Impact of cholesterolemia and body mass index on outcome of metastatic non small cell lung cancer treated with immunotherapy.
Metastatic Non-Small Cell Lung Cancer
Lung Cancer—Non-Small Cell Metastatic
2019 ASCO Annual Meeting
J Clin Oncol 37, 2019 (suppl; abstr e20691)

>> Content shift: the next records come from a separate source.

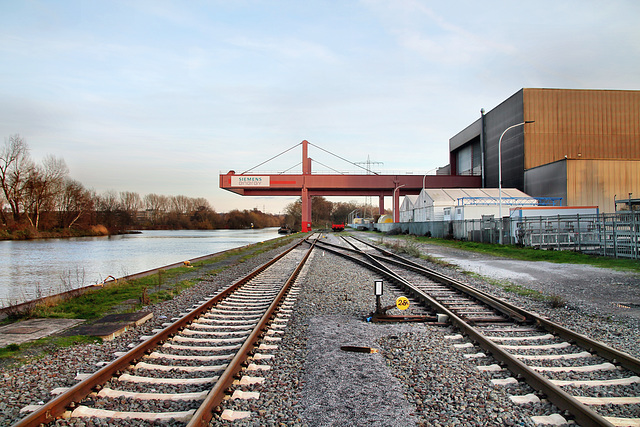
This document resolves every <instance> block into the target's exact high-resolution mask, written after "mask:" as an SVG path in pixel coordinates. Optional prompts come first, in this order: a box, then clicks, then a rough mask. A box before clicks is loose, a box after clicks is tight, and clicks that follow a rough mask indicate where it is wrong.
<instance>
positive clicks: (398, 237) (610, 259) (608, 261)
mask: <svg viewBox="0 0 640 427" xmlns="http://www.w3.org/2000/svg"><path fill="white" fill-rule="evenodd" d="M394 239H402V240H408V241H414V242H418V243H428V244H434V245H440V246H446V247H450V248H456V249H462V250H467V251H473V252H478V253H483V254H487V255H494V256H499V257H503V258H510V259H517V260H522V261H547V262H553V263H559V264H584V265H591V266H594V267H601V268H611V269H614V270H621V271H630V272H635V273H640V261H638V260H631V259H620V258H611V257H603V256H596V255H588V254H583V253H579V252H573V251H551V250H541V249H534V248H523V247H519V246H513V245H497V244H490V243H478V242H464V241H458V240H447V239H435V238H431V237H422V236H418V237H416V236H401V235H399V236H394Z"/></svg>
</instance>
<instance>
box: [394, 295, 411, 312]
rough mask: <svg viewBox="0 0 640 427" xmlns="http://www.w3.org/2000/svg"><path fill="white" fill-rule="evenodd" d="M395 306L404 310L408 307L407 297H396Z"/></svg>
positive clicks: (400, 309) (398, 309)
mask: <svg viewBox="0 0 640 427" xmlns="http://www.w3.org/2000/svg"><path fill="white" fill-rule="evenodd" d="M396 307H398V310H406V309H407V308H409V298H407V297H398V299H397V300H396Z"/></svg>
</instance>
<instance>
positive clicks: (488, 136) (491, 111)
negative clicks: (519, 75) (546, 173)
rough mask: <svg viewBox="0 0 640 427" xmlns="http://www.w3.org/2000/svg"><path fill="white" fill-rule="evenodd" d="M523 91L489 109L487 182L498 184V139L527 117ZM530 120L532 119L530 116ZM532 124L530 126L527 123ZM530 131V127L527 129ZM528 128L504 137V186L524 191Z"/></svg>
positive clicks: (486, 146) (507, 135)
mask: <svg viewBox="0 0 640 427" xmlns="http://www.w3.org/2000/svg"><path fill="white" fill-rule="evenodd" d="M522 97H523V91H522V90H520V91H518V92H516V93H515V94H514V95H512V96H511V97H510V98H508V99H507V100H505V101H504V102H502V103H501V104H500V105H498V106H497V107H496V108H494V109H492V110H491V111H489V112H488V113H487V114H486V116H485V118H486V132H487V134H486V137H487V141H486V147H485V153H486V157H485V179H486V181H485V185H486V186H487V187H497V186H498V142H499V139H500V135H501V134H502V132H504V130H505V129H506V128H508V127H509V126H511V125H514V124H517V123H521V122H522V121H523V120H524V119H523V117H524V115H523V114H524V113H523V108H522V102H523V98H522ZM527 120H529V118H527ZM527 126H530V125H527ZM527 131H528V129H527ZM523 132H524V130H523V127H517V128H514V129H511V130H510V131H509V132H508V133H507V134H505V136H504V137H503V138H502V186H503V187H512V188H517V189H519V190H524V173H523V171H524V133H523Z"/></svg>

Author(s): Giulia Galli, Paola Corsetto, Roberto Ferrara, Arsela Prelaj, Claudia Proto, Diego Signorelli, Nicoletta Zilembo, Alessandro De Toma, Filippo Pagani, Giovanni Randon, Monica Ganzinelli, Antonio Sica, Filippo G. De Braud, Marina Chiara Garassino, Giuseppe Lo Russo; Division of Medical Oncology, Fondazione IRCCS Istituto Nazionale dei Tumori, Milan, Italy; University of Milan, Milan, Italy; Fondazione IRCCS-Istituto Nazionale dei Tumori, Milan, Italy; Medical Oncology Department, Fondazione IRCCS Istituto Nazionale dei Tumori, Milan, Italy; Humanitas Clinical and Research Center, Milan, Italy; Fondazione IRCCS Istituto Nazionale dei Tumori, Milan, Italy
Background: Immunotherapy (IO) is effective against metastatic Non Small Cell Lung Cancer (mNSCLC). Nonetheless, a minority of patients (pts) gains a benefit from IO and predictive variables of response are scarcely understood. Previous retrospective studies have showed a superior outcome for obese pts and preclinical data suggest a role of lipid profile. We aimed at investigating these topics in a cohort of pts with mNSCLC. Methods: We retrospectively collected data about all consecutive pts with mNSCLC treated with IO at our Institution between 12/2017 and 12/2018. Body Mass Index (BMI) was calculated as weight/height2; pts were classified as overweight if having a BMI≥25 kg/m2. Basal Cholesterolemia (BC) was dosed between one month (mo) before and one mo after the beginning of IO, with a cut-off for normality of 200 mg/dL. Survival was estimated with Kaplan-Meier method. Cox model was used for multivariate analyses. Results: We identified 55 pts. Thirty-three had a normal baseline BMI, the remaining were overweighted. Median BC was 171.5 mg/dL (range 15-313); 14 pts had hypercholesterolemia. No correlation was evident between BMI and BC (p .1772). Neither BMI nor BC were associated to first and best response to IO. Median Progression Free Survival (PFS) was 3.75 mos; median Overall Survival (OS) was 6.78 mos. Hypercholesterolemia was related to longer PFS (9.44 vs 3.71 mos, p .0484), confirmed at multivariate analysis (p.0392). Both hypercholesterolemia and BMI≥25 kg/m2 were associated to longer OS (15.56 vs 5.13 mos, p.0411, and 16.67 vs 4.97 mos, p.0222, respectively), but only BMI retained significance at multivariate analysis (p .0279). Conclusions: Hypercholesterolemia shows a positive impact on outcome of mNSCLC treated with IO. The independence of this correlation from BMI suggests the existence of a true different metabolic pathways. Moreover, overweight patients have a longer OS than those with normal BMI. This result confirms previous data on obese patients, extending the range of BMI values that are linked to a better prognosis. In conclusion, the role of metabolism and body composition in defining the benefit from IO in mNSCLC is likely multifaceted, warranting further investigation.